China cracks down on shoddy statues of chairman Mao Zedong

Written By Ben Blanchard | Updated:

Tourists who flock to Mao's birthplace in Shaoshan in central Hunan province have complained that some statues they buy as mementos are substandard.

China, no stranger to product quality scandals, will extend its crackdown to statues of Mao Zedong, the founder of the modern communist state, sold to tourists.

Tourists who flock to Mao's birthplace in Shaoshan in central Hunan province have complained that some statues they buy as mementos are substandard, the official Xinhua news agency said.

"Some souvenirs sold were physically disproportional while others were made with low-quality materials in a slipshod way," the report paraphrased local official Jiang Tao as saying.

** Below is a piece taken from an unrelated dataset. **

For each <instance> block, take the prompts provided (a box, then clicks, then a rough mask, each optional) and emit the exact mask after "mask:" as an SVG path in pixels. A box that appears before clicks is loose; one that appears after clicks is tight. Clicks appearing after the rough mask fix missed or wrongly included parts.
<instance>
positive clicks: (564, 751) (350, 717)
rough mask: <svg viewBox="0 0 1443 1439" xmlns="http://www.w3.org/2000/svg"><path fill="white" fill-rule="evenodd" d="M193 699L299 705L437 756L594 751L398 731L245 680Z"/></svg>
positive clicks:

"The move is expected to curtail the production and sale of low-quality Mao statues that harm the tourism market and people's feeling for the great man," Jiang said.

From July 1, all Mao statues sold in Shaoshan must meet new technical criteria or could be confiscated and destroyed, Xinhua said.

The Shaoshan statue market is worth more than 100 million yuan ($14.65 million) in sales a year, it said.

Mao remains a popular figure in China more than three decades after his death, despite the chaos of the Great Leap Forward and Cultural Revolution that he oversaw.

His face remains on the national currency and drivers often dangle his image from their rear-view mirrors for good luck.